In May 2010, the governments of the Eurozone in conjunction with the IMF and the European Central Bank announced a new financial stabilisation package. While this enables short-term financial stability, it risks the long-term equilibrium between public and private spending in the Eurozone and, by extension, North America. It masks the true liabilities in sovereign debt, and removes an important part of the external financial discipline for national expenditure.

The root cause of the problem—that national governments are spending too much, and are relying either on quantitative easing or financial sector borrowing—has not been addressed.

As a result, neither the United States, nor many European countries are taking the meaningful steps to cut public sector expenditure, or at least allocate it to those sectors capable of producing employment and economic value.

The medium-term impacts of this decision will be to:

• Increase inflation as central banks resort to printing more money and expand their balance sheets radically;

• Place the basic credit policies of the ECB and the Fed under question;

• Increase the sense of moral hazard in the financial sector, as both banks and economies (or sovereign debt) became “too big to fail”;

• Increase the trend in public sector expenditure and unfunded liabilities, leading to a vicious cycle of higher taxation and unproductive spending, at a time when demographic changes were leading to an inexorable change in the basic social and economic fabric of most countries;

• Increase the total national debt (public + corporate + household) of most European countries as well as the United States;

• Cause business investment to increasingly be channeled to offshore or lower-tax locations;

• Increase the political power of Germany and, by extension 2-3 other Eurozone countries at the expense of the entire European Union. Rarely has decision-making in Europe been dominated so extensively by Germany, and the previous occasions when this occurred were not happy times.

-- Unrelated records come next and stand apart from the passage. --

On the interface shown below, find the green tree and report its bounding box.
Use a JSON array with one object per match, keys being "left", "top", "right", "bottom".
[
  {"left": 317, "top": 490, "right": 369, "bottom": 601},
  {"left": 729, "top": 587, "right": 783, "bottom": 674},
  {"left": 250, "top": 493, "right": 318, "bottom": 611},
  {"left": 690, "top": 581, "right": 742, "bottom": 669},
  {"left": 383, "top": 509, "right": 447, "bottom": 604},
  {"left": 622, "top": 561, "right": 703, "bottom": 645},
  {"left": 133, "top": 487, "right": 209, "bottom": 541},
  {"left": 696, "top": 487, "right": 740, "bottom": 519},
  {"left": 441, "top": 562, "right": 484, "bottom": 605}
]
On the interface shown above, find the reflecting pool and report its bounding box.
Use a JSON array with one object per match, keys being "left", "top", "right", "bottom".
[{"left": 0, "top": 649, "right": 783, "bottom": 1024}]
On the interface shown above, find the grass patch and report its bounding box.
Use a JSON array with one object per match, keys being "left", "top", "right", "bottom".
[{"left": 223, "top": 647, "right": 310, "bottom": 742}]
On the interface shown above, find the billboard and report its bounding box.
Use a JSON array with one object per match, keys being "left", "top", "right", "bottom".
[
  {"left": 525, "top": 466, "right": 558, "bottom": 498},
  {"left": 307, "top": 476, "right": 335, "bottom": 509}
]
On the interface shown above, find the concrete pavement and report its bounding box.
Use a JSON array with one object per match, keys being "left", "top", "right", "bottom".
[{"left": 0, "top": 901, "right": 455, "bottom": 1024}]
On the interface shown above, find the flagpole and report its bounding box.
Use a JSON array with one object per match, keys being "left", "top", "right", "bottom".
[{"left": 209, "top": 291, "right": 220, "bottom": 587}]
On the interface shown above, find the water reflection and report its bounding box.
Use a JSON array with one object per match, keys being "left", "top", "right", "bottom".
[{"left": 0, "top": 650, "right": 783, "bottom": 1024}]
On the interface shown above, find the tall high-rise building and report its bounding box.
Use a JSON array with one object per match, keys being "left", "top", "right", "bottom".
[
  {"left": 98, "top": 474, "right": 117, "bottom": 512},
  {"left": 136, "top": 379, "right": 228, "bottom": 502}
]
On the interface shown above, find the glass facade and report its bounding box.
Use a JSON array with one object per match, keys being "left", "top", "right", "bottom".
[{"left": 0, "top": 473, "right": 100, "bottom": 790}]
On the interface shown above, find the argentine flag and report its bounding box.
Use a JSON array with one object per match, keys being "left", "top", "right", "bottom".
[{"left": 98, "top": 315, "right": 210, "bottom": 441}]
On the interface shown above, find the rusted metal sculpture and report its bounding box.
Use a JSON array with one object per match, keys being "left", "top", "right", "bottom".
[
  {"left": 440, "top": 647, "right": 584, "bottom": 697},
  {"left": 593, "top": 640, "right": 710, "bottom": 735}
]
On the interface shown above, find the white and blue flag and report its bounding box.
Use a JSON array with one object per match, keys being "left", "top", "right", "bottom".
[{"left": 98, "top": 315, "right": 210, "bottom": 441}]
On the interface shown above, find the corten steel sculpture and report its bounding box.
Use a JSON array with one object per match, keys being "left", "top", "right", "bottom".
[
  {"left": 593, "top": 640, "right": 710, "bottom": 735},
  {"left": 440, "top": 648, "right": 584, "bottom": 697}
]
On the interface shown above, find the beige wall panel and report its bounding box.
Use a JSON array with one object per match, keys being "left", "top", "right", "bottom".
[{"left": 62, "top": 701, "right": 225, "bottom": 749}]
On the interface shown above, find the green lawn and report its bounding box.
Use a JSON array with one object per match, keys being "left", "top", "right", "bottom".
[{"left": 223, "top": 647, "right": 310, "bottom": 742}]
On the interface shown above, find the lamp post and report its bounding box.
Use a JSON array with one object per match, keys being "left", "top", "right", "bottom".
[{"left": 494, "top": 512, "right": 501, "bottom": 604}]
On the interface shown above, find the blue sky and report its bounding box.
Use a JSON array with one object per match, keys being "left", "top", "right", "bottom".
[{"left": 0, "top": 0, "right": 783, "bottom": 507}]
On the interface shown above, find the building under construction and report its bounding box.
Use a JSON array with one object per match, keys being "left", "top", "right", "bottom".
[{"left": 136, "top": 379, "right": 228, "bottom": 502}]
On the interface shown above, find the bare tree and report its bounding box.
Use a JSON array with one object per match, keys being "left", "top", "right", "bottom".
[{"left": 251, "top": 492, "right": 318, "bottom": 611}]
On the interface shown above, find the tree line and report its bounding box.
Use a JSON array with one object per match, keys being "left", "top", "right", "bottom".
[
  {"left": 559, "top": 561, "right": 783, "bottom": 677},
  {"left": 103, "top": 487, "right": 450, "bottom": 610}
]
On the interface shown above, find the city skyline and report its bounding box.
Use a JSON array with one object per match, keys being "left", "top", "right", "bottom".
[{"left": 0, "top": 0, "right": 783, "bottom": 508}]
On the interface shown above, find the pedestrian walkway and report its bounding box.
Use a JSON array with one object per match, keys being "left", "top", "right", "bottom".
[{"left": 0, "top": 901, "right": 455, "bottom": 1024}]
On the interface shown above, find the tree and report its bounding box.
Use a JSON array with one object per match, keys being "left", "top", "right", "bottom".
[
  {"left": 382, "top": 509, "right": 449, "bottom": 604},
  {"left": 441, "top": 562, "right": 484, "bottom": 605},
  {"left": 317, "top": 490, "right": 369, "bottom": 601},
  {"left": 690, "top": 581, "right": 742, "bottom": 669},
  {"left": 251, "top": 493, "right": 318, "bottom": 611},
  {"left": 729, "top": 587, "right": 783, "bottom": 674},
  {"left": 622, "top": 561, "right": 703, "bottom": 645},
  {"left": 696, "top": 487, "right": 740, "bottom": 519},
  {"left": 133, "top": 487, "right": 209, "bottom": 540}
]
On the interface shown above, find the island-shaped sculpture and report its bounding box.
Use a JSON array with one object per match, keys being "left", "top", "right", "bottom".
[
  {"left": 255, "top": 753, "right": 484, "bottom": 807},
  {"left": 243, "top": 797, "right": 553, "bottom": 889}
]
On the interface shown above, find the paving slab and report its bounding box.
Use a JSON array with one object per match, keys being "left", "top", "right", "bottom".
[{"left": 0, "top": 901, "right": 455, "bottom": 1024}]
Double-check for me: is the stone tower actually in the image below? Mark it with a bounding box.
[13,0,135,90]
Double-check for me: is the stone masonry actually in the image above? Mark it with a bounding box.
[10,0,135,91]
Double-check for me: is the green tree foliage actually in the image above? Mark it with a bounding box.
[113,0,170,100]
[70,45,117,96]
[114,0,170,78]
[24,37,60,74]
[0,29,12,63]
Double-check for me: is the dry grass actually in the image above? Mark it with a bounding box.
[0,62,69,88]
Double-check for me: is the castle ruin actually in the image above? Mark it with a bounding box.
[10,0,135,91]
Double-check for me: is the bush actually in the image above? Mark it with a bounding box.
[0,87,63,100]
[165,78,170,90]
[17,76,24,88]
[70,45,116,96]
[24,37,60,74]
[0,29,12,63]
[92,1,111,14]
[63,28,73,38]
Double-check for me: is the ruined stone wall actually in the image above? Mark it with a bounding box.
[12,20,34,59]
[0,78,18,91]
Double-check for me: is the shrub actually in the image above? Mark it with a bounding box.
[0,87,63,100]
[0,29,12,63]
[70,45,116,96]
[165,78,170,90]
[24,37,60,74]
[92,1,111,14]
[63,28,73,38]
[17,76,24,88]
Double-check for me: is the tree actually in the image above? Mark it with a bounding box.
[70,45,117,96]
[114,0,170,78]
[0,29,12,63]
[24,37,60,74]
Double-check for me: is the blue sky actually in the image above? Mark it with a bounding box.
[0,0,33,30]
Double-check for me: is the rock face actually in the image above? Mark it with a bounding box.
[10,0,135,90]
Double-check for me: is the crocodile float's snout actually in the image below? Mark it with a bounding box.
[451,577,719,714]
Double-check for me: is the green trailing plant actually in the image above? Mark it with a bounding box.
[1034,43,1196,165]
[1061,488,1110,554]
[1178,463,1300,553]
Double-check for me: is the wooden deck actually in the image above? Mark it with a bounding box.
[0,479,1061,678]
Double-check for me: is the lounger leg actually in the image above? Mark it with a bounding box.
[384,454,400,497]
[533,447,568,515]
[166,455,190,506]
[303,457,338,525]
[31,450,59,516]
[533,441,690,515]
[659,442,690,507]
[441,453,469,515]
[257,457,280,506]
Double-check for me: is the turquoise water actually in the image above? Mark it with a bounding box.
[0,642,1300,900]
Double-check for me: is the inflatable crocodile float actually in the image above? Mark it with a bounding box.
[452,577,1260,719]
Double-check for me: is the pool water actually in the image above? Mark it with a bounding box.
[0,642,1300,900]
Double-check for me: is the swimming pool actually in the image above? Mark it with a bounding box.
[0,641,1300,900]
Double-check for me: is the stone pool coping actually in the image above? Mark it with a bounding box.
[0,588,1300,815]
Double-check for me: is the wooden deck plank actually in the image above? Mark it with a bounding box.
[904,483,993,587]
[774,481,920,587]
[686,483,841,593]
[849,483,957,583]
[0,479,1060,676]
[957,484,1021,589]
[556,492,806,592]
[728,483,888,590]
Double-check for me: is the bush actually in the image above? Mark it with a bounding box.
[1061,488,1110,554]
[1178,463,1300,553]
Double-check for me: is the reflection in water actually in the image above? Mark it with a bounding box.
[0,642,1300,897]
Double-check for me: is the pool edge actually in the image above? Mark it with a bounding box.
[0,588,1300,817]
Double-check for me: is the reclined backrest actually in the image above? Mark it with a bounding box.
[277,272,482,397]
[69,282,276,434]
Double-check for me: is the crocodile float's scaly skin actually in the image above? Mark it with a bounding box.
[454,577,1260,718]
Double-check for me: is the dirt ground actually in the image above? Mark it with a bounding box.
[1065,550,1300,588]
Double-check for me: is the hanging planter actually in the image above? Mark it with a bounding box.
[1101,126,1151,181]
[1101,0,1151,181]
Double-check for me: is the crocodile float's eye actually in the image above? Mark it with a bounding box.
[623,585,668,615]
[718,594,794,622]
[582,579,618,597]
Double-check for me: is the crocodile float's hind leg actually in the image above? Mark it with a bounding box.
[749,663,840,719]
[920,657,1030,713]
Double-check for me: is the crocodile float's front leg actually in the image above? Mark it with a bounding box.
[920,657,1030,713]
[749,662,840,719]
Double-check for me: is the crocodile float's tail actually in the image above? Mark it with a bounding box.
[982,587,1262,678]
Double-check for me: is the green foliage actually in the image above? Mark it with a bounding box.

I believe that with this current decision, the Eurozone has bought time and stability, without a real commitment to fundamental public sector reform. The root causes of the problem are firmly in place, and accelerate as demographics change and Asian economies become more competitive. An alternative solution should be found, before the potential scale of the cost of dealing with these root causes becomes prohibitive.

The Eurozone did indeed buy time and stability in May 2010—just until the Irish bail out in November 2010. At that point, the crash of the dominos began which has not yet finished.

Absent drastic policy measures in the near future, there will be two main impacts of this summer crisis:

a. There is a strong chance that Greece will be unable to make its debt payments in July and August absent a second bail-out. Greece faces sovereign debt repayments of approximately EUR 15 billion to the end of August, of which approximately EUR 10 bln in capital and EUR 5 bln is interest. It is unlikely that the country will be able to finance these payments. Absent new emergency funding, a Greek default will create a firestorm; further European vacillation may lead to the same result.

b. Pressure will continue to increase on highly-indebted countries, including Ireland, Portugal, Spain, Italy and possibly Belgium. The first signs of contagion will hit France.

A technical default by the United States will accelerate this process, into areas we cannot begin to imagine.

I have low hopes for this next summit. It’s clear that on the one hand, a plan is not ready. On the other hand, any real plan will probably have to be approved by national parliaments, creating further uncertainty. Together with the uncertain progress of the US debt negotiations, I’m counting on a long hot summer, and in the case of Greece, a continuation of instability well into the fall and 2012 (don’t forget elections must be held by 2013 at the latest). There is also a 30-40% chance of a catastrophic outcome in the next 45 days.